Quando però chiediamo a Vergallo se, in caso di diffusione dell’epidemia al resto del Paese, i posti letto in rianimazione in Italia siano sufficienti, il segretario non si sbilancia. Ma anche qui i numeri che fornisce non fanno ben sperare. «In tutta Italia i posti in terapia intensiva sono poco meno di 5mila. Nell’arco di 10 anni sono stati tagliati circa il 7-8%, un numero drammatico. Se poi pensiamo che questo ha portato anche ad un ridimensionamento del personale specialista nella nostra disciplina, il quadro è abbastanza devastante. Di questo dobbiamo ringraziare chi non ha pensato a fare una programmazione seria del fabbisogno specialistico».
Nell’emergenza non resta che dare il via a meccanismi di reclutamento straordinario del personale, come sta facendo il governatore della Lombardia Attilio Fontana: «Il problema è trovare i colleghi – continua Vergallo -. Sono pochi quelli a spasso. Sicuramente noi in questo frangente non ci opponiamo, subiamo obtorto collo l’idea di far rientrare in servizio i pensionati, una vecchia idea che ciclicamente ritorna. Ma a parte che costoro non sono la panacea, è chiaro che non può essere questa la risposta di un sistema sanitario serio alle carenze che sono state create».
Infine una stoccata al premier Conte e a tutti quelli che hanno puntato il dito contro i medici all’inizio dell’emergenza: «Credo che chi lo ha fatto ne pagherà lo scotto. Per il momento noi non abbiamo infierito, abbiamo reagito in maniera composta. Penso sia stato uno scivolone e sia stato mal consigliato da chi gli gira attorno. Noi abbiamo lavorato in silenzio.
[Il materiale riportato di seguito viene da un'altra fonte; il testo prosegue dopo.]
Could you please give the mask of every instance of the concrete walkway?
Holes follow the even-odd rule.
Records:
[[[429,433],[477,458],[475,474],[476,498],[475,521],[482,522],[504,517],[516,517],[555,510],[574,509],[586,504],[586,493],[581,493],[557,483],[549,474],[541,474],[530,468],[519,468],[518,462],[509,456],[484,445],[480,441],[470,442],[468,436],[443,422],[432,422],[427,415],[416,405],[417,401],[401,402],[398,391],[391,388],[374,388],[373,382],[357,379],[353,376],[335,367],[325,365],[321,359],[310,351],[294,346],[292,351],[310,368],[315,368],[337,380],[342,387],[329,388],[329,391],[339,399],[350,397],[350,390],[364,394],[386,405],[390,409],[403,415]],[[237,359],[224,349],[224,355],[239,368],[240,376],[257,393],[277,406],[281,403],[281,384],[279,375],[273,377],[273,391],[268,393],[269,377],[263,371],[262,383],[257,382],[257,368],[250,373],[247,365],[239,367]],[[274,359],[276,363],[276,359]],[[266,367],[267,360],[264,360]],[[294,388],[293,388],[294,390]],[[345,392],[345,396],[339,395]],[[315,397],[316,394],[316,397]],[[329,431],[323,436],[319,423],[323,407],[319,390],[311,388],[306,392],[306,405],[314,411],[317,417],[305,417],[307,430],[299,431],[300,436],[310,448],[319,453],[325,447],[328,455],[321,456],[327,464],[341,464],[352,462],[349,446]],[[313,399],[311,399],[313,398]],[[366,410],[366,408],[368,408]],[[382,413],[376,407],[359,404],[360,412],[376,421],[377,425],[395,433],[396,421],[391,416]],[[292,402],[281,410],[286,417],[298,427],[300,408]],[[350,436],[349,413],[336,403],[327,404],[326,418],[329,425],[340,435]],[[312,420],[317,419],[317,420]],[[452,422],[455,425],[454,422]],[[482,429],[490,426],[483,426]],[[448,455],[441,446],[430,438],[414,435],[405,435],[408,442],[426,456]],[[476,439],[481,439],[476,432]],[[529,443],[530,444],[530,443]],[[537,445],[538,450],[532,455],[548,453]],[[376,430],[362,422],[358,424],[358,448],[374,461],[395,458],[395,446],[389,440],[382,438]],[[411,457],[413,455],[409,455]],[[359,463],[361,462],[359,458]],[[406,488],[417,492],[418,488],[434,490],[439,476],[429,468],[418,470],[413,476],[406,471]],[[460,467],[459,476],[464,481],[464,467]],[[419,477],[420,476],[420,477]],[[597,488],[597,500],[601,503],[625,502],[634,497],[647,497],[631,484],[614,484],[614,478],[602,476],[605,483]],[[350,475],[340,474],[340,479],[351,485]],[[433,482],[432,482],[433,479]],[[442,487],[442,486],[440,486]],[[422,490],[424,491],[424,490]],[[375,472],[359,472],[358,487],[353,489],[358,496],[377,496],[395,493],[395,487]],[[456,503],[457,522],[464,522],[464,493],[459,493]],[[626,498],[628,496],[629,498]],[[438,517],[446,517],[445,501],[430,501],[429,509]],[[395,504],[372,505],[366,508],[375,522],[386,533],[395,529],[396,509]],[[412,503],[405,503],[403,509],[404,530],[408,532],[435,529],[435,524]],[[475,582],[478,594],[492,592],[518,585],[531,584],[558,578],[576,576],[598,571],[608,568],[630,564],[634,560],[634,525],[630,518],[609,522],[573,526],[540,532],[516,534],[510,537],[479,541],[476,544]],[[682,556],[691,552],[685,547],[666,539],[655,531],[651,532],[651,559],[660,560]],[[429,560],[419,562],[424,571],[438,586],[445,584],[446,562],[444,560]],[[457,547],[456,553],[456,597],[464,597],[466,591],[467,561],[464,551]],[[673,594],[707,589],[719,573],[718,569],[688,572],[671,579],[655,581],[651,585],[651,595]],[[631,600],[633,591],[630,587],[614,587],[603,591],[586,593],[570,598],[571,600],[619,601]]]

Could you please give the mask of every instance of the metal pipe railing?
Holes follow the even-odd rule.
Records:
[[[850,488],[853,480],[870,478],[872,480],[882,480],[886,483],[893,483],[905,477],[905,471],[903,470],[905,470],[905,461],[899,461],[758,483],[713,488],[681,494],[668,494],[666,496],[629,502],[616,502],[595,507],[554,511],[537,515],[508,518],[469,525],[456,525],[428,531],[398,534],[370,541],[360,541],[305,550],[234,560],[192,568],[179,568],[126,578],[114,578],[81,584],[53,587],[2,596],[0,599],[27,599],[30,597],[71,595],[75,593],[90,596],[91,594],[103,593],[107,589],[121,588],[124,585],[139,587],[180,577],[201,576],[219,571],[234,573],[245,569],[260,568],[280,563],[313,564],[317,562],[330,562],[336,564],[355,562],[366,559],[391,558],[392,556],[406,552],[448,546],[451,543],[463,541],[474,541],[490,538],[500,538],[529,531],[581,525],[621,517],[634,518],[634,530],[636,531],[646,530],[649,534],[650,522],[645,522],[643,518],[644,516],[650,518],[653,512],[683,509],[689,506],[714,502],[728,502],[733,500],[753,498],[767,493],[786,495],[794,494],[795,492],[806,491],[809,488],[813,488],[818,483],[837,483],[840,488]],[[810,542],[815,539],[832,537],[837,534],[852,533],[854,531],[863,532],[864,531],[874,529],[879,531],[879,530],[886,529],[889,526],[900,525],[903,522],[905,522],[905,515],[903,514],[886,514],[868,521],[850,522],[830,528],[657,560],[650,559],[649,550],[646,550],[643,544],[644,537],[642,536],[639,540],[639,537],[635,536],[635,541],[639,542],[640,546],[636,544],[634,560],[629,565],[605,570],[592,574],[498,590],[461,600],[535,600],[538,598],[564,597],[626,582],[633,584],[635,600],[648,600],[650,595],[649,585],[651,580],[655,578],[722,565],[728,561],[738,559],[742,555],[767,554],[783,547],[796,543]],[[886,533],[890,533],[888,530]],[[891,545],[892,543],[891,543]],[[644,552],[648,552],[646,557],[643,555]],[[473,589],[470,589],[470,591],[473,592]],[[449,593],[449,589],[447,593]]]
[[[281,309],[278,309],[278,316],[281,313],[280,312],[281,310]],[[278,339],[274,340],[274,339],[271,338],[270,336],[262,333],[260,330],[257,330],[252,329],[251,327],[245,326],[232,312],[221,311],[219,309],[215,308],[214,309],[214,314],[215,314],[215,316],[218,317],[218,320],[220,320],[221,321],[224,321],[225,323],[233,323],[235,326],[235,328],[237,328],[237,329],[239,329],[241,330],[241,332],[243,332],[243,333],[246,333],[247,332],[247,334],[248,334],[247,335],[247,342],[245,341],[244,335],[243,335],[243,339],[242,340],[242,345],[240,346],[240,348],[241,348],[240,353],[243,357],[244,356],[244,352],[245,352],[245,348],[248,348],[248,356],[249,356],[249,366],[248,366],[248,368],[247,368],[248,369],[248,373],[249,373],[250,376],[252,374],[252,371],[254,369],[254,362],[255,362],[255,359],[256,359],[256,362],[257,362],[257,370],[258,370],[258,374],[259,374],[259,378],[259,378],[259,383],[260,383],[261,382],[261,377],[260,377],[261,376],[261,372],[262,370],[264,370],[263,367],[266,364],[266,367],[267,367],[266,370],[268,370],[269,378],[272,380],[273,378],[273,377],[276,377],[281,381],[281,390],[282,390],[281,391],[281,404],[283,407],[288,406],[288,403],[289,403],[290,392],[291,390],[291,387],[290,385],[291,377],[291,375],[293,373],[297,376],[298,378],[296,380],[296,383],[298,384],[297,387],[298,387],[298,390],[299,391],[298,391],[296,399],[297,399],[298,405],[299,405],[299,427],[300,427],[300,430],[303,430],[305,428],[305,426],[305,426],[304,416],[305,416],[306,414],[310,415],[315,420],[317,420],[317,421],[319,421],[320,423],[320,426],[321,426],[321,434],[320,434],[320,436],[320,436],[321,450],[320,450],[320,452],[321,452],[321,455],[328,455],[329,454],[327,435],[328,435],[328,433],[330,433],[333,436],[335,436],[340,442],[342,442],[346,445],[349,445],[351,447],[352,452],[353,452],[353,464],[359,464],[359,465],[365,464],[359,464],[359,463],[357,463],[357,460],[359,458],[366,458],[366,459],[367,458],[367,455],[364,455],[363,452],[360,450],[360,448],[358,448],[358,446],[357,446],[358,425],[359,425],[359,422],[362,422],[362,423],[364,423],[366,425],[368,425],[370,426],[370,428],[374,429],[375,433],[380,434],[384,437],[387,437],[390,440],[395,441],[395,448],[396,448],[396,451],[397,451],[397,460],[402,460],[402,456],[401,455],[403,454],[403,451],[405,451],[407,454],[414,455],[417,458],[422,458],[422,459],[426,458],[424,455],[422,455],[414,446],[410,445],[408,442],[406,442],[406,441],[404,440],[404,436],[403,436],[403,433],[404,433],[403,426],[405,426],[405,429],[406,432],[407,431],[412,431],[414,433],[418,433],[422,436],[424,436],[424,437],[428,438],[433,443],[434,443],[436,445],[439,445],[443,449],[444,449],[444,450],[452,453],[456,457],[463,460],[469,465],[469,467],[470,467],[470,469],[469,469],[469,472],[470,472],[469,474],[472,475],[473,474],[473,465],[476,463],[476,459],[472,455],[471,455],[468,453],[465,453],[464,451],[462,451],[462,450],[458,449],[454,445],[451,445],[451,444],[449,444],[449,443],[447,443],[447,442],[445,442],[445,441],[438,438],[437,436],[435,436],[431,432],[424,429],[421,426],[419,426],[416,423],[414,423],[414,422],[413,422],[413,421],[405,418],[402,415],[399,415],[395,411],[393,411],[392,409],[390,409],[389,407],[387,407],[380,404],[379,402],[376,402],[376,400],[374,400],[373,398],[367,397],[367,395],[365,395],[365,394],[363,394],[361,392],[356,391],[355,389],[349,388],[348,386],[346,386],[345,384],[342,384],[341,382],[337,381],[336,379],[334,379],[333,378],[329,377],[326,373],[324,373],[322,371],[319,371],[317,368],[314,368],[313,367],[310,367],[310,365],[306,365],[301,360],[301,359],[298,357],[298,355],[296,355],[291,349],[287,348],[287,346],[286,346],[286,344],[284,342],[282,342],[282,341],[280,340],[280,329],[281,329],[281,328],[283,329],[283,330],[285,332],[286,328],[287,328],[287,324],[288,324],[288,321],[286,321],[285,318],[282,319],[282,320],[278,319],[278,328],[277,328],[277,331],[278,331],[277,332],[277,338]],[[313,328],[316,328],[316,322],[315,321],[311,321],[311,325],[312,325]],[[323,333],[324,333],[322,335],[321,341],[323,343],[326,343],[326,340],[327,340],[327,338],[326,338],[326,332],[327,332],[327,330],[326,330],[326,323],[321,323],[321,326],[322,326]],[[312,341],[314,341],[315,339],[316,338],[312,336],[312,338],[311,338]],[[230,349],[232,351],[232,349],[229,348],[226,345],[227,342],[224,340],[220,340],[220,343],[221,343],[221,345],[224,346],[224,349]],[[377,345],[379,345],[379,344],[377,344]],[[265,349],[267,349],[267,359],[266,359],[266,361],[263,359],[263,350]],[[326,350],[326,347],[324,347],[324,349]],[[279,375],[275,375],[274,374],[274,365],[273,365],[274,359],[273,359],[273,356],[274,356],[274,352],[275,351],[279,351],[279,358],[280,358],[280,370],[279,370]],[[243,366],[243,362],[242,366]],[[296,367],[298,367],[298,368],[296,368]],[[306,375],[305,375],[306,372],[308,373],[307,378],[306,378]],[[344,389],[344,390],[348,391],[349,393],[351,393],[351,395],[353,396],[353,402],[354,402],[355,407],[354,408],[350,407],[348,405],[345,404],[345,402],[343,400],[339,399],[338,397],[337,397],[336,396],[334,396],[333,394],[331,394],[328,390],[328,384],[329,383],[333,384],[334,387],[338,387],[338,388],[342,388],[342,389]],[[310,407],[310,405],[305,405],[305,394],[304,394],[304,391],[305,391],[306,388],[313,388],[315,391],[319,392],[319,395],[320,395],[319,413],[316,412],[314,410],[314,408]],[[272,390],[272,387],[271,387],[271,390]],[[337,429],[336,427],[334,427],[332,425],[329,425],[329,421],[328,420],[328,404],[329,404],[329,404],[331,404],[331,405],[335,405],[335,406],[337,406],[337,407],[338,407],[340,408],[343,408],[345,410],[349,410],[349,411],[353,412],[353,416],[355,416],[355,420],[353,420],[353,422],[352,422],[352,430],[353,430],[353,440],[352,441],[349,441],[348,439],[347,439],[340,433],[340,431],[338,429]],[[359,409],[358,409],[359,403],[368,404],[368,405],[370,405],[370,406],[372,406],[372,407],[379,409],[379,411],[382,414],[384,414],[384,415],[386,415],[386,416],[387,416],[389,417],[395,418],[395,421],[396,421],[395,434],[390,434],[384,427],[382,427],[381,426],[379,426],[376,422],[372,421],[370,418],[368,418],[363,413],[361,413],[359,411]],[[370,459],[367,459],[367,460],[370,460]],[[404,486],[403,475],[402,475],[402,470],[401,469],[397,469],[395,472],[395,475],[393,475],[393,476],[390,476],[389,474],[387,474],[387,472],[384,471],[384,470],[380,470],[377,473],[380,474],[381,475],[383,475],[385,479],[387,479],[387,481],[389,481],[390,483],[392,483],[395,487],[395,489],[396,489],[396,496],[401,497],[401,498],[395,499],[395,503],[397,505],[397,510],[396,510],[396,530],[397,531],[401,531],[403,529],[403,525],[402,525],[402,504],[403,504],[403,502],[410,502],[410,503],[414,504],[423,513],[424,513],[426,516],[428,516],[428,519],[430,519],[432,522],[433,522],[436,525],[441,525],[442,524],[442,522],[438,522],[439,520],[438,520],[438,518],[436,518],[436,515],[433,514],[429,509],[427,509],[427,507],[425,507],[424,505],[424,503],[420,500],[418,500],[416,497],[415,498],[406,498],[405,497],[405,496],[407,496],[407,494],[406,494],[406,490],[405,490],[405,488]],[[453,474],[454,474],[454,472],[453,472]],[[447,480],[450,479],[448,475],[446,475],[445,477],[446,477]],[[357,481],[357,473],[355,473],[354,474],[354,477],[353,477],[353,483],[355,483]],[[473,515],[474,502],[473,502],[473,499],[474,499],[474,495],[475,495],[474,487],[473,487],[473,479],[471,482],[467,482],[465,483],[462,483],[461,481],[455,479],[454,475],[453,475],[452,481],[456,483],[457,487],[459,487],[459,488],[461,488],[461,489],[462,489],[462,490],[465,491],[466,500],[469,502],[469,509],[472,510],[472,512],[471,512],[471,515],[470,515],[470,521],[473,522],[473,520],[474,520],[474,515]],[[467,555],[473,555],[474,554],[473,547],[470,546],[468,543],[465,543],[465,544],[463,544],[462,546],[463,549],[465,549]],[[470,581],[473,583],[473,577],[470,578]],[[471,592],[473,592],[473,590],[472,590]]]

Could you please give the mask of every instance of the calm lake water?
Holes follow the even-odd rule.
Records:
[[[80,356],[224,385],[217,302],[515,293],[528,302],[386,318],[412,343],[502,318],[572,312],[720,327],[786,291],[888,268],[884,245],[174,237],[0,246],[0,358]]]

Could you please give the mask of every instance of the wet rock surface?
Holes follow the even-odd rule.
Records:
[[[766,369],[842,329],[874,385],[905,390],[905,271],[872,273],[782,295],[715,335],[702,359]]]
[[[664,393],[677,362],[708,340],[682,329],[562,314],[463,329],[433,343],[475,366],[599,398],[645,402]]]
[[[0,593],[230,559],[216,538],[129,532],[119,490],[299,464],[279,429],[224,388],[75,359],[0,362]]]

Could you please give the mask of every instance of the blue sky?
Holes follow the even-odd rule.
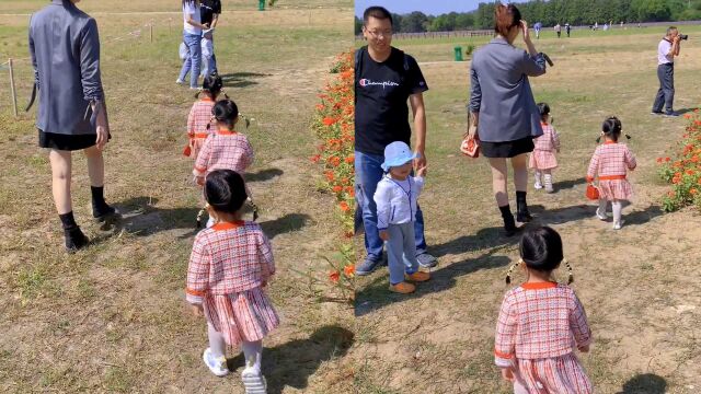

Però sono arrabbiato. I colleghi hanno lavorato senza dire nulla attenendosi alle direttive. Sono le direttive che hanno dormito per oltre un mese dato che il primo allarme si è verificato già dopo le vacanze di Natale. L’8 gennaio il professor Burioni già iniziava a mettere in guardia sul suo blog e a fare la cronistoria dell’epidemia. I primi provvedimenti sono arrivati a distanza di oltre un mese con un governatore che a distanza di 40 giorni diceva che non era necessaria la quarantena e l’isolamento. Ora la sua regione fortunatamente non è tra le più colpite, ma questo non vuol dire che noi non abbiamo monitorato i ritardi soprattutto dell’amministrazione centrale. C’è stato uno scaricabarile sulle regioni ma a fronte dei numeri che noi abbiamo devo dire che la Regione Lombardia ha reagito nella maniera migliore possibile nel caos che si è creato».